If in doubt regarding what to name your subworkflow, please contact us on the nf-core Slack #subworkflows channel (you can join with this invite) to discuss possible options.

2.2 Name format of subworkflow parameters

All parameter names MUST follow the snake_case convention.

2.3 Name format subworkflow functions

All function names MUST follow the camelCase convention.

2.4 Name format subworkflow channels

Channel names MUST follow snake_case convention and be all lower case.

2.5 Input channel name structure

Input channel names SHOULD signify the input object type. For example, a single value input channel will be prefixed with val_, whereas input channels with multiple elements (e.g. meta map + file) should be prefixed with ch_.

2.6 Output channel name structure

Output channel names SHOULD only be named based on the major output file of that channel (i.e, an output channel of [[meta], bam] should be emitted as bam, not ch_bam). This is for more intuitive use of these output objects downstream with the .out attribute.

3 Input/output options

3.1 Required input channels

Input channel declarations MUST be defined for all possible input files that will be required by the subworkflow (i.e. both required and optional files) within the take block.

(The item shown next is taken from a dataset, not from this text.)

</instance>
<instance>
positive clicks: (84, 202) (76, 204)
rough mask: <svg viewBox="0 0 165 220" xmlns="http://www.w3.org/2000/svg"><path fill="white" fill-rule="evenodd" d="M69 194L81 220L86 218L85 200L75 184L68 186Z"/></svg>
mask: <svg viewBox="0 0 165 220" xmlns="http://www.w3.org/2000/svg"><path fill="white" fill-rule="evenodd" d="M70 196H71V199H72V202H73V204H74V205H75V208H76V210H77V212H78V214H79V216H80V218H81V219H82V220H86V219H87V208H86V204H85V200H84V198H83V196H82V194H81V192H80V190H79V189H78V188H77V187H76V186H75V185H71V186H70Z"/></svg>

3.2 Required output channels

Named file extensions MUST be emitted for ALL output channels e.g. path "*.txt", emit: txt.

3.3 Optional inputs

Optional inputs are not currently supported by Nextflow. However, passing an empty list ([]) instead of a file as a subworkflow parameter can be used to work around this issue.

4 Subworkflow parameters

4.1 Usage of parameters

Named params defined in the parent workflow MUST NOT be assumed to be passed to the subworkflow to allow developers to call their parameters whatever they want. In general, it may be more suitable to use additional input value channels to cater for such scenarios.

5 Documentation

5.1 Code comment of channel structure

Each input and output channel SHOULD have a comment describing the output structure of the channel e.g

input:
ch_reads // channel: [mandatory] meta, reads
val_sort // boolean: [mandatory] false
<...>
 
emit:
bam = SAMTOOLS_VIEW.out.bam // channel: [ val(meta), path(bam) ]
versions = ch_versions      // channel: [ path(versions.yml) ]

5.2 Meta.yml documentation of channel structure

Each input and output channel structure SHOULD also be described in the meta.yml in the description entry.

description: |
  Structure: [ val(meta), path(tsv)]
  (Sub)contig coverage table

6 Misc

6.1 General module code formatting

All code MUST be aligned to follow the ‘Harshil Alignment™️’ format.